Kenneth Wayne Shamrock has had a hard road to success, both inside and outside of the ring. He was born Kenneth Kilpatrick, but was not properly cared for, going through a tumultuous childhood before he was eventually adopted by the late Bob Shamrock. Bob took an interest in Ken’s life and saw his potential, especially as an athlete. Ken truly loved to fight. His competitive nature ultimately led him to Japan, where he was working as a professional wrestler. Eventually, he was offered some non-scripted fights in Pancrase and he had immediate success, ultimately becoming the 1st King of Pancrase. After only 3 fights overseas, Ken was fighting NHB at the debuting Ultimate Fighting Championship, where he debuted impressively, but tapped out to Royce Gracie in the semi-finals. Ken and fellow legend Royce Gracie would captivate audiences in the early UFC’s as they appeared to be levels above everybody else. By 1995, Ken appeared to be the best fighter in Japan, but his loss to Royce Gracie from UFC 1 was killing him inside. He finally secured a rematch at UFC 5 against the mythical legend that would garner him the respect of everybody. After these two men fought to a draw, Shamrock was “unofficially” declared a winner by many fans, because Royce looked worse for the wear. This event drew 260,000 PPV buys, a gigantic number for that period in MMA’s infancy. Royce wouldn’t fight again in the UFC until UFC60.
Meanwhile, Ken was given a shot at the prior tournament winner, Dan Severn at UFC 6, for the Superfight Title. He defended this title 3 times before losing a boring fight to Dan Severn. He would demolish Bryan Johnson and then head to the WWF. Ken was in the prime of his fighting career, with a compiled record of 23-5-2. Ken was often considered to be the “World’s Most Dangerous Man”, at this point in time, a moniker that would become overused in his future profession.

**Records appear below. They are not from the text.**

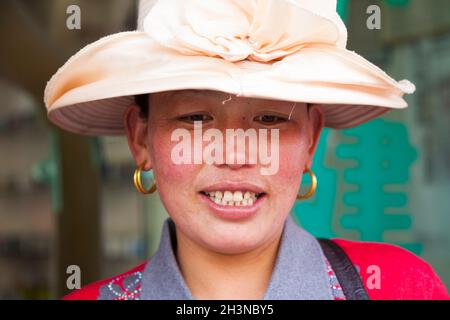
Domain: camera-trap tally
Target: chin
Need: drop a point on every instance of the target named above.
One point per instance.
(233, 239)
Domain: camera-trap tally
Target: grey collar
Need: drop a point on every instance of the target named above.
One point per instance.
(300, 271)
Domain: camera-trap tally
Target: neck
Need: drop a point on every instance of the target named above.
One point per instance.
(212, 275)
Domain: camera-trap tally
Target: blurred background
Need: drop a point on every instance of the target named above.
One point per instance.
(69, 200)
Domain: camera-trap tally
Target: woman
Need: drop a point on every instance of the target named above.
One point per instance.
(197, 75)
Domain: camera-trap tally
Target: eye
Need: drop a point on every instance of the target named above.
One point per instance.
(270, 119)
(195, 117)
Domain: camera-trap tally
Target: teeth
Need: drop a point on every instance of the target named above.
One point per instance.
(237, 196)
(229, 198)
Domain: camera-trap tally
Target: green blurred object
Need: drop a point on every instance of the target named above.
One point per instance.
(383, 157)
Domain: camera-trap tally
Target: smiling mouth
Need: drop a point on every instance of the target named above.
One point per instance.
(242, 198)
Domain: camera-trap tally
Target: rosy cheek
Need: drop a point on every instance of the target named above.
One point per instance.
(172, 173)
(293, 155)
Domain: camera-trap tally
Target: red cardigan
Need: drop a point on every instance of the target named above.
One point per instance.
(403, 275)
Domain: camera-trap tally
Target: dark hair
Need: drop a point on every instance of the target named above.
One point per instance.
(142, 102)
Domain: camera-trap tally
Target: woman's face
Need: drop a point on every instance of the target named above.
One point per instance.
(207, 200)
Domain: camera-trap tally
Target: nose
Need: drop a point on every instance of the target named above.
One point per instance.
(239, 152)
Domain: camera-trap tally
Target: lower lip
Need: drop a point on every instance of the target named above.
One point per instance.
(234, 212)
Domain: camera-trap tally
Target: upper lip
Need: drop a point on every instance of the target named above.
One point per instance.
(234, 186)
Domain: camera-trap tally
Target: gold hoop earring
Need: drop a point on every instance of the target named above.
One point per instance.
(313, 187)
(138, 182)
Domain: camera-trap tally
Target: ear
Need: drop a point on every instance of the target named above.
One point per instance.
(137, 135)
(316, 124)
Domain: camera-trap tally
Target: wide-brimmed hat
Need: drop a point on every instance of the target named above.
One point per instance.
(290, 50)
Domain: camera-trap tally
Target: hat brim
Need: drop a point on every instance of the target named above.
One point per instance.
(91, 92)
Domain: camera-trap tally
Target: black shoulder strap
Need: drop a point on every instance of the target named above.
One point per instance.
(345, 271)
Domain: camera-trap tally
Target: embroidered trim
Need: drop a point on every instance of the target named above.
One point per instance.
(125, 287)
(129, 287)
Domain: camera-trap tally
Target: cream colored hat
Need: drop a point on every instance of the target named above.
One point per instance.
(292, 50)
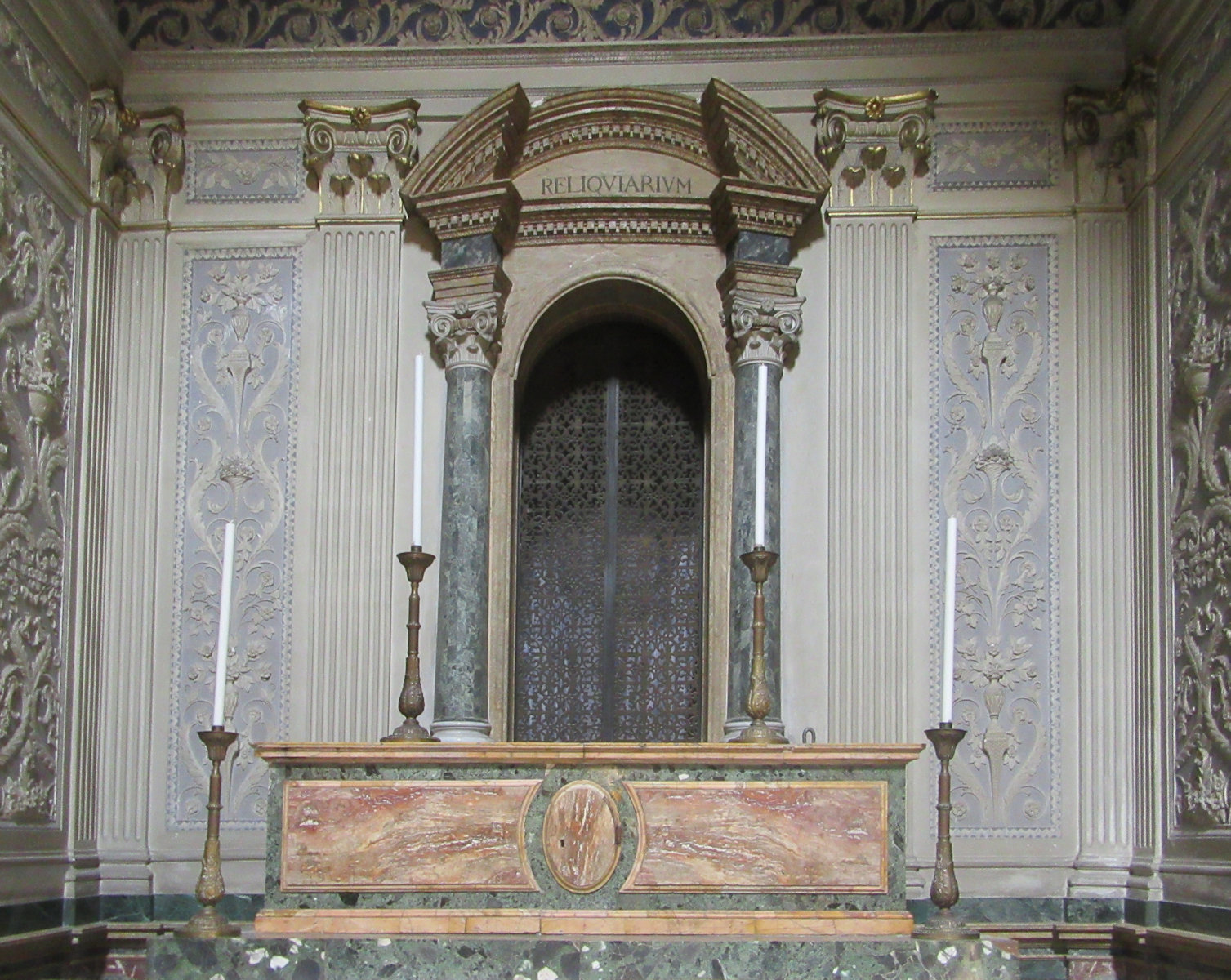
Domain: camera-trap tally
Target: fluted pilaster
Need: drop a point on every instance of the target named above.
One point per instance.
(354, 682)
(868, 558)
(1146, 558)
(1104, 608)
(90, 541)
(129, 644)
(1109, 136)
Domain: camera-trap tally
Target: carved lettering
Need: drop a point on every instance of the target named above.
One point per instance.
(613, 185)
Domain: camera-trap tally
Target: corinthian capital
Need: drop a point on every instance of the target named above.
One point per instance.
(466, 332)
(1109, 135)
(874, 147)
(762, 327)
(137, 158)
(357, 155)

While becoming popular with pro-wrestling fans in the WWF from 1996-1999, Ken was still training with the MMA team he once constructed, the Lion’s Den and was interested in rejuvenating his fighting career. He signed with PRIDE FC, who would work hard to get his premier show on North American PPV. He would debut at the PRIDE GP in 2000, as he looked amazingly impressive with a knockout against Alexander Otsuka. Shamrock would once again perform phenomenally against “Ironhead” Fujita, before “heart palpitations” forced Ken’s corner to throw in the towel. After injuries and such, Ken finally met up with Don Frye at PRIDE19, competing at a high level in a 3 round war that would earn him Don Frye’s respect.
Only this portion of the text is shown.